I hope you can reflect on this and take their feedback and mine to heart. I don't believe that you are a mediocre developer, you have the coding skills. There is more to being a developer than cranking out code, so work on those aspects and you will be fine.

 

As someone who has done a lot of interviewing over the past few years, I concur with some points. We give candidates very strict guidelines on what we expect from the submission, both in terms of scope and style, so ignoring that is definitely a red flag.
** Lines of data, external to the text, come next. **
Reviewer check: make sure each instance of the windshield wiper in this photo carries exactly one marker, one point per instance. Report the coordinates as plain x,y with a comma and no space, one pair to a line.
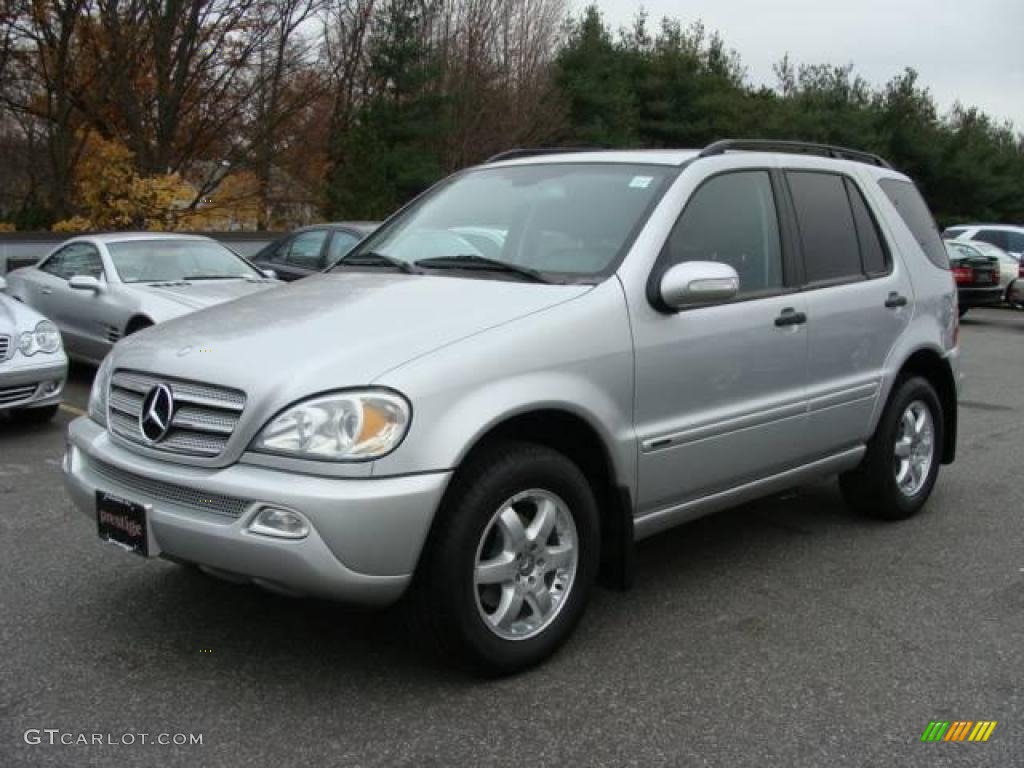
373,258
472,261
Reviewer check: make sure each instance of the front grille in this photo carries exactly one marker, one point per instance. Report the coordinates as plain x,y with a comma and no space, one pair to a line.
11,395
204,418
165,492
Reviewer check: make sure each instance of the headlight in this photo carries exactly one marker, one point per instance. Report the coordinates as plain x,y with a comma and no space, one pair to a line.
97,396
45,338
344,426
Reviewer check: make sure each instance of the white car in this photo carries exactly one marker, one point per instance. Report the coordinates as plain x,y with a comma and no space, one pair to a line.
100,288
1008,237
33,366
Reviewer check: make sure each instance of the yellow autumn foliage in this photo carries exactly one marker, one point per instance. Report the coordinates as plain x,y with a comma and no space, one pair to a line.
110,194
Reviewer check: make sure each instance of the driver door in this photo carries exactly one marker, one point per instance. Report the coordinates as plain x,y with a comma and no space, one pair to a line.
721,390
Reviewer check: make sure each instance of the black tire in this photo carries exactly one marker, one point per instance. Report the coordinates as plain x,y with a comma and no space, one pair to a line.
443,600
871,488
34,415
136,325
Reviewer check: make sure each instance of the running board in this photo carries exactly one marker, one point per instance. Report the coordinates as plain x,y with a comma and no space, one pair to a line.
662,519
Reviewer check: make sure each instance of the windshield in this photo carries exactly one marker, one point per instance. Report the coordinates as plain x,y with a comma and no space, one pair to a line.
169,260
573,219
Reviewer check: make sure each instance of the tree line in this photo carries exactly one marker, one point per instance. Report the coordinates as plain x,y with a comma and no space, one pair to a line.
267,114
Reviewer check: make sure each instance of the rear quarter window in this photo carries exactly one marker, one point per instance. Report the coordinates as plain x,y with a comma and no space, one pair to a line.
911,208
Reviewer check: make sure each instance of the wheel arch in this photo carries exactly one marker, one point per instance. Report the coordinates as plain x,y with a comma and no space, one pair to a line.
930,365
570,434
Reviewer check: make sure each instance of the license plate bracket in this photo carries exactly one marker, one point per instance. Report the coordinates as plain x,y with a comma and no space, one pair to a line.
123,522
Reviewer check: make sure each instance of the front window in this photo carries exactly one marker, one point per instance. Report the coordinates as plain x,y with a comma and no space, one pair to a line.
574,220
171,260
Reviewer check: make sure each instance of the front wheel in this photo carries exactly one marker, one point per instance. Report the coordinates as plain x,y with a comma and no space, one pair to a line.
511,561
902,461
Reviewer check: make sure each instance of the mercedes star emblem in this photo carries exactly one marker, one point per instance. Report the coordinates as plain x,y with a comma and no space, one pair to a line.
158,410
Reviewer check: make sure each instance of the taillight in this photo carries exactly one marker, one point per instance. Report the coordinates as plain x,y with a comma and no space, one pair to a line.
963,273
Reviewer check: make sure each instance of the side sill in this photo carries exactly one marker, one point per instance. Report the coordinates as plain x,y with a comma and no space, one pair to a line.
662,519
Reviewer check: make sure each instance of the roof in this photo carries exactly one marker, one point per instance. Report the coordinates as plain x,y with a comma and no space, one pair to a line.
107,238
364,227
679,158
649,157
1000,227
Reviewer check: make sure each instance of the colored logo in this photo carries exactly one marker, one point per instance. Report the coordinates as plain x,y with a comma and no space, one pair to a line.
958,730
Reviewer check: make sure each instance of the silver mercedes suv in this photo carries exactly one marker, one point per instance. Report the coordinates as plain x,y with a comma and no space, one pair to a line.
536,364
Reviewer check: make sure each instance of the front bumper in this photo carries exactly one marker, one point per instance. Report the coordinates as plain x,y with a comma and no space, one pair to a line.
365,540
33,382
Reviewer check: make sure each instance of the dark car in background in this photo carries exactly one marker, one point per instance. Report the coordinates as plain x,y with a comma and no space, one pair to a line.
976,273
311,249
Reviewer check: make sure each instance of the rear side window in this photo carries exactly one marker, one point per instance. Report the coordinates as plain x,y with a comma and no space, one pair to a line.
911,208
997,238
827,231
1016,242
78,258
304,250
872,250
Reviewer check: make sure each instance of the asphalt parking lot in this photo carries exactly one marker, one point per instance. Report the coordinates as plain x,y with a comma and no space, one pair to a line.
787,632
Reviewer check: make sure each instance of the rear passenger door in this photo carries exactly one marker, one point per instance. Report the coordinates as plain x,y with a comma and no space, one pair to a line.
858,303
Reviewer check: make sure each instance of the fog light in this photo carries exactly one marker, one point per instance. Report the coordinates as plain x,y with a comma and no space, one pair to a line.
283,523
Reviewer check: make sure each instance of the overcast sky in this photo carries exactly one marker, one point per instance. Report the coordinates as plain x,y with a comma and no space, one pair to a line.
967,50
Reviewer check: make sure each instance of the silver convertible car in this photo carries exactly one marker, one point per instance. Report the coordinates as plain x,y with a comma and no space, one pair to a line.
33,366
100,288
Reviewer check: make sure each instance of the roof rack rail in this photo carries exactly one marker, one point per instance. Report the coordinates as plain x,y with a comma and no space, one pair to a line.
526,152
796,147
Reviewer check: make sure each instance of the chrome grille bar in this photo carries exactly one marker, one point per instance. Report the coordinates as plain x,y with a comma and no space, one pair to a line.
192,499
10,395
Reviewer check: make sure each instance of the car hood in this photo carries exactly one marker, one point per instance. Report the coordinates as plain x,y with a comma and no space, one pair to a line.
15,316
331,331
200,294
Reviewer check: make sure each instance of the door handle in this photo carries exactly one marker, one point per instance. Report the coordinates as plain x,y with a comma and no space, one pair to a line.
791,316
895,300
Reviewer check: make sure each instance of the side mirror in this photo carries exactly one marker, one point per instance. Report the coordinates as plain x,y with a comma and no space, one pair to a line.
698,283
84,283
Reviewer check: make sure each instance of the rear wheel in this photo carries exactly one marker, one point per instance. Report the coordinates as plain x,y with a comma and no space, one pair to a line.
510,565
902,461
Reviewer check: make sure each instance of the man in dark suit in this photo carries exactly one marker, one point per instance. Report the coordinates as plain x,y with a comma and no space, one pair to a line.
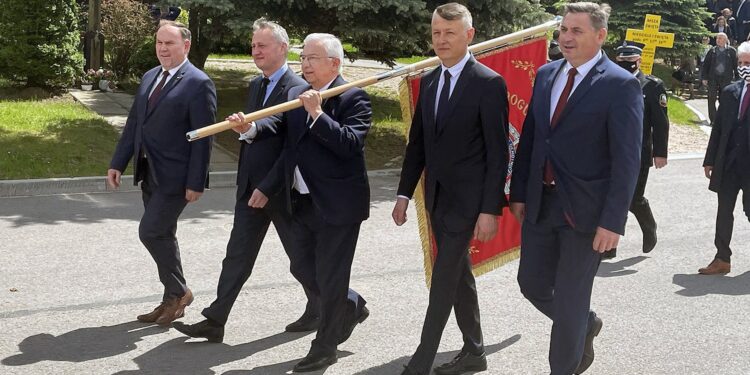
254,210
322,175
655,139
458,138
573,179
727,161
172,99
718,70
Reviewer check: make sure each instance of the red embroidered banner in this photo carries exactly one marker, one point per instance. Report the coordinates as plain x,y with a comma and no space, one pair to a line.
518,64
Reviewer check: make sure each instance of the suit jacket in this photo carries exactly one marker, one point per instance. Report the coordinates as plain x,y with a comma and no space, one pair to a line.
258,158
594,150
468,155
330,155
187,102
709,62
716,152
655,119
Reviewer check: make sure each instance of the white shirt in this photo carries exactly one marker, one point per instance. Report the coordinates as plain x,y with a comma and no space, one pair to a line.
172,73
455,71
299,182
562,78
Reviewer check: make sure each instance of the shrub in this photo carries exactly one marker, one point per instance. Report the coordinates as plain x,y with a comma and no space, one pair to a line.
39,45
126,24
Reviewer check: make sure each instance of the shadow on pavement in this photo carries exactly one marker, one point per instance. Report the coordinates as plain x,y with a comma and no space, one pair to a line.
697,285
178,357
620,267
281,368
83,344
397,365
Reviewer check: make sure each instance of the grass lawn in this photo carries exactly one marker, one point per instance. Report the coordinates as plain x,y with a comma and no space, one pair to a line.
53,138
680,114
385,141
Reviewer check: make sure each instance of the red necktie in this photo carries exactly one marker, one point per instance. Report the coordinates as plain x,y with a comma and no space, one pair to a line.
745,102
157,90
549,176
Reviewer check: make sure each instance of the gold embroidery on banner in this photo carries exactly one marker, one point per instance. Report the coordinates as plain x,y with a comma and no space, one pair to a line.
527,66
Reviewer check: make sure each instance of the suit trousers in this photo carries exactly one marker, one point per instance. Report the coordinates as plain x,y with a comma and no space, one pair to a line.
157,232
556,274
249,230
639,205
731,183
452,286
321,261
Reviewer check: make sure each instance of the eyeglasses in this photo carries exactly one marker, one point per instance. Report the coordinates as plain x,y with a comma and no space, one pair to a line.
313,59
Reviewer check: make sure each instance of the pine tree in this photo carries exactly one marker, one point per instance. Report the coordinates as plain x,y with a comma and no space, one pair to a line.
684,18
378,29
39,45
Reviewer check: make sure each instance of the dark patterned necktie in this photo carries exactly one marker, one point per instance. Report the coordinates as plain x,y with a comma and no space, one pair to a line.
157,91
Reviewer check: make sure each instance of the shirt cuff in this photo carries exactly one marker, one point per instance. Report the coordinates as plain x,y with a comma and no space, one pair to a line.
316,119
249,135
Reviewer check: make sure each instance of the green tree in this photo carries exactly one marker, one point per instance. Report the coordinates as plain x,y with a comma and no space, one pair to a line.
379,29
39,43
684,18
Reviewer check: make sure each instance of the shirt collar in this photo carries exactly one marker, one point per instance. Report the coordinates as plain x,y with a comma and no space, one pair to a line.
584,69
276,76
455,70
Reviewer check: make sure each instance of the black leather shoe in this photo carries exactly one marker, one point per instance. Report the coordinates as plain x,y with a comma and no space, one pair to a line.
588,349
203,329
408,371
348,329
305,323
315,362
464,362
609,254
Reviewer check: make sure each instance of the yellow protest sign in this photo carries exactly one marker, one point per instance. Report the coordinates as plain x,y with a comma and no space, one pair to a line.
652,38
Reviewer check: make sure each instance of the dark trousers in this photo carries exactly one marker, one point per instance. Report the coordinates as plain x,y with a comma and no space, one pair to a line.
249,230
556,274
157,232
321,261
731,184
640,207
452,286
714,89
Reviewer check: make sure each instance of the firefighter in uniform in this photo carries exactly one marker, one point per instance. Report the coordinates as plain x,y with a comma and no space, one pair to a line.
655,138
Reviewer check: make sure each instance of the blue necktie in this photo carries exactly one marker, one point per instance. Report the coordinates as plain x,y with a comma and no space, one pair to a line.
443,101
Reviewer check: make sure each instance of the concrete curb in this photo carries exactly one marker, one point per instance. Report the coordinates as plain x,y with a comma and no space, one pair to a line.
704,125
98,184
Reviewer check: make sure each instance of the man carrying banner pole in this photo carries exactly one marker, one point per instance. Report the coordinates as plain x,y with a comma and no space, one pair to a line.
573,179
458,137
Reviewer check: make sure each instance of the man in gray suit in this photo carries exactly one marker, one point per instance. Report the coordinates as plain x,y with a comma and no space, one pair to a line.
173,98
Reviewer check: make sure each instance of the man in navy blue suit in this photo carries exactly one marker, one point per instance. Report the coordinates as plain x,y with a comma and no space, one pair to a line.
458,138
254,211
173,98
573,179
322,174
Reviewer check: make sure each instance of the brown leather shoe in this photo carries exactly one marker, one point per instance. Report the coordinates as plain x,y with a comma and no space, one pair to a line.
152,316
716,267
174,308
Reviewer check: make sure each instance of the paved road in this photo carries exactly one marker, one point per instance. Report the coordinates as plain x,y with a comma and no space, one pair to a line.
73,276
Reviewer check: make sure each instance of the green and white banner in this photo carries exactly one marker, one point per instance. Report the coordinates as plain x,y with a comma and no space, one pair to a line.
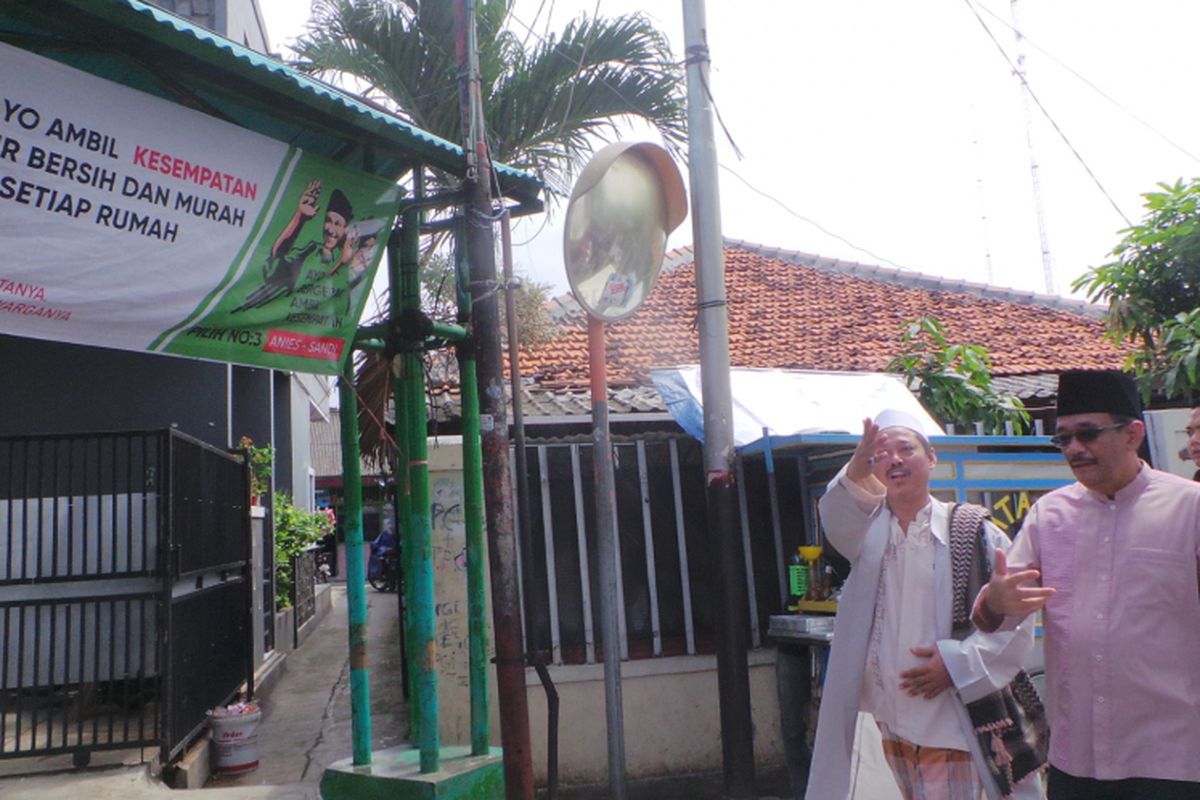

That said our exercise is a lot more manageable since it's a task that can be done without any external libraries (this is in fact a requirement) in anywhere between 2-6h depending on skill level and attention to detail.

 

Hey Michael, would you like to share more details about your test case?

The external library is intentionally part of our requirement. There are a ton of libraries to validate IBANs. How will the candidate chose between them? Will they use one at all or implement an already solved problem again reinventing the wheel, etc.

 

I would like to clarify few things:

Since when doing well in a task and going beyond sounds bad?

Words like "gotta", "gonna", "cuz", ":D", "!?", "lemme", and emojis.

I was explicitly asked to avoid formalities (with a smile emoji):

formal

but if it didn't clearly show your progression then you did not meet this challenge. The email the next day saying "I'm almost done" and "Gonna review the requirements to see if I missed something" raises concern for me that you did not do that

For the sake of conciseness, I didn't share how I approached the task:

done

There is more to being a developer than cranking out code

Yeah, there is the "dealing with humans" aspect, which they might be super bad at.

 

This is one lesson I learnt over time because of a great feedback from a company in Germany. Even when they made it clear upfront I didn't manke the cut. They spent time on both written and video interview-styled feedback. That was very valuale time. I realised all of the negative feedbacks came from the extra stuffs I was trying to do.At least 90%. Like I tried to deploy to Heroku but couldn't, then just used firebase instead. I left some heroku related files.I implemented a complex modal I wasn't asked.It turned out to have the most criticsm.

At that point, I had very little experience and was always trying to impress. It backfired every single time.